- Jean Begg in 1931
- Born: 7 October 1886 Port Chalmers, Otago, New Zealand
- Died: 15 February 1971 (aged 84) Dunedin, New Zealand
- Occupations: Social worker, educator, YWCA executive

= Jean Begg =

New Zealand welfare worker, administrator, and feminist

Jean Begg CBE (7 October 1886 - 15 February 1971) was a New Zealand welfare worker, educator, and YWCA administrator.

== Early life and education ==
Begg was born in Port Chalmers, Otago, New Zealand, one of the ten children of Scottish immigrants Eliza Johnstone and John Begg. Her father was a tanner and rug maker. She trained as a teacher at Dunedin Training College attended the University of Otago, and held a diploma in social work from Columbia University.

== Career ==
Begg was a teacher at a missionary school and ran a health clinic in American Samoa as a young woman, and helped to establish the Samoan Nursing Service. In 1922, she represented New Zealand at the world convention of the YWCA in Philadelphia.

She was general secretary of the Auckland YWCA from 1926 until 1931, when she became general secretary for the National YWCA for India, Burma, and Ceylon. Also in 1931, she headed New Zealand's delegation to the Pan-Pacific Women's Conference in Honolulu.

During and immediately after World War II, Begg was director of the YWCA in the Middle East and North Africa, setting up YWCA programs, including lodgings, weekly concerts in Egypt and a mobile library. She worked in Lord Louis Mountbatten's South-East Asia Command, at hospitals for former prisoners of war in Singapore, and served on the Middle East Welfare Council. "The problems that beset the world will never be solved unless they are approached in a spirit of helpfulness and sacrifice," she declared in a 1945 speech.

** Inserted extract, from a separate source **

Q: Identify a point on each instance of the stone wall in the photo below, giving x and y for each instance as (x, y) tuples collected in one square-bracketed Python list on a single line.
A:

In 1946, Begg went to Tokyo for an ANZAC Day ceremony. In 1947, she was director of YWCA Welfare in Japan, and represented New Zealand at the YWCA World Council, held in Hangzhou, China. In 1948 and 1949, she worked in London, setting up Helen Graham House, a YWCA hostel.

Jean Begg had an audience with the Queen in 1943. She was appointed an MBE in 1943, an OBE in 1946, and a CBE in 1948.

== Personal life ==
Begg retired to New Zealand in 1952. She had a war pension, inherited a house, and died in 1971, aged 84 years, in Dunedin. She was given a military funeral at the soldiers' cemetery in Dunedin.